Excessive LLM Sampling Can Worsen Answer Quality and Waste Compute

Yong Yi Bay, Kathleen A. Yearick· June 30, 2026 View original

Summary

This paper reveals that while increased sampling (test-time scaling) can improve the coverage of correct answers by LLMs, it often leads to diminishing returns and can even degrade the final selected answer. Beyond a certain point, extra samples only make the model more confident in a wrong answer, highlighting the "modal ceiling" and "correlation ceiling" for effective sampling.

Large Language Models (LLMs) often employ test-time scaling, where a question is sampled multiple times to increase the chance of generating a correct answer. While this strategy can improve the *coverage* (the likelihood of at least one correct answer appearing), this research demonstrates that it doesn't necessarily improve the *selection* of the best answer. In fact, excessive sampling can be detrimental. The study introduces the concepts of the "modal ceiling" and "correlation ceiling." The modal ceiling indicates that for selecting a single answer, the consensus (vote) often settles within a few dozen samples. Beyond this point, additional samples primarily increase the model's confidence in a potentially incorrect answer, rather than improving accuracy. The correlation ceiling applies to benchmark scoring, where the effective number of samples is even lower. This phenomenon, termed the "identifiability gap," highlights that LLMs can generate correct answers they cannot reliably pick. The key takeaway is that the bottleneck isn't generation, but recognition. Over-sampling wastes computational resources and can lead to worse outcomes by reinforcing confident mistakes, suggesting that optimal sampling is far less extensive than commonly assumed.

Why it matters

For professionals deploying LLMs, understanding these ceilings is crucial for optimizing computational costs and improving the reliability of single-answer outputs. It prevents over-engineering and ensures resources are allocated effectively.

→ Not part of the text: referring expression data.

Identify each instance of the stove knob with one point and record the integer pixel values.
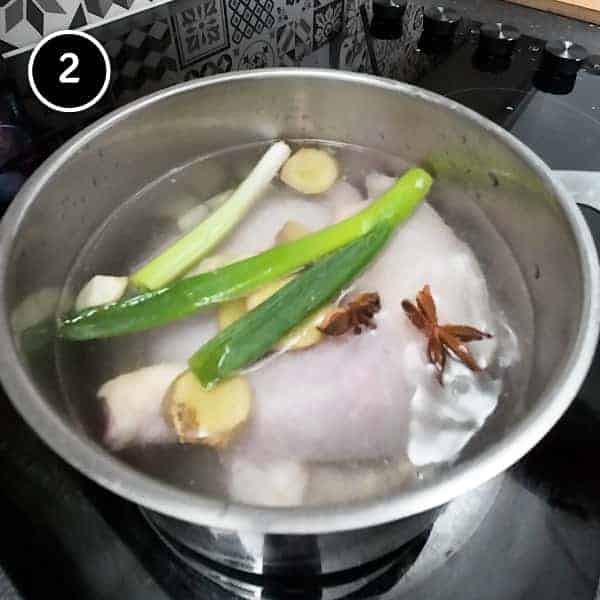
(387, 19)
(563, 58)
(498, 39)
(440, 21)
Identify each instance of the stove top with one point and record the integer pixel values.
(533, 532)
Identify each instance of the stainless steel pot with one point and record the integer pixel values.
(484, 177)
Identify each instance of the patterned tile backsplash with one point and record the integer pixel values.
(156, 43)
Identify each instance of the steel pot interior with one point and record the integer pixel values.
(488, 185)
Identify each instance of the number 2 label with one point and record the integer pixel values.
(65, 76)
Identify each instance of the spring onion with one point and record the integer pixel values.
(188, 250)
(187, 296)
(252, 336)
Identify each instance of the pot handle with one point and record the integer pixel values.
(583, 185)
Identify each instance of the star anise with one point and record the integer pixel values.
(443, 340)
(355, 315)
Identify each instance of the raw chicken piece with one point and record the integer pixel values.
(350, 398)
(261, 225)
(367, 397)
(330, 484)
(274, 483)
(133, 406)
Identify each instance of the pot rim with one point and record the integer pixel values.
(96, 462)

How to implement this in your domain

  1. 1Analyze your LLM's test-time scaling strategies to identify the "modal ceiling" for your specific tasks.
  2. 2Implement dynamic sampling cutoffs that stop generating samples once a clear consensus or sufficient confidence is reached.
  3. 3Prioritize improving the selection mechanism (how the best answer is chosen) rather than simply increasing the number of generated samples.
  4. 4Monitor the effective number of samples needed for consistent performance to optimize resource allocation.

Who benefits

AI/ML EngineeringSoftware DevelopmentCloud ComputingData Science

Key takeaways

  • More LLM sampling does not always lead to better final answers; it can increase confidence in wrong ones.
  • The "modal ceiling" suggests optimal answer selection often occurs within a few dozen samples.
  • The "identifiability gap" means LLMs can generate correct answers but struggle to pick them.
  • Focus on improving answer selection mechanisms rather than just increasing sample generation to save compute and improve accuracy.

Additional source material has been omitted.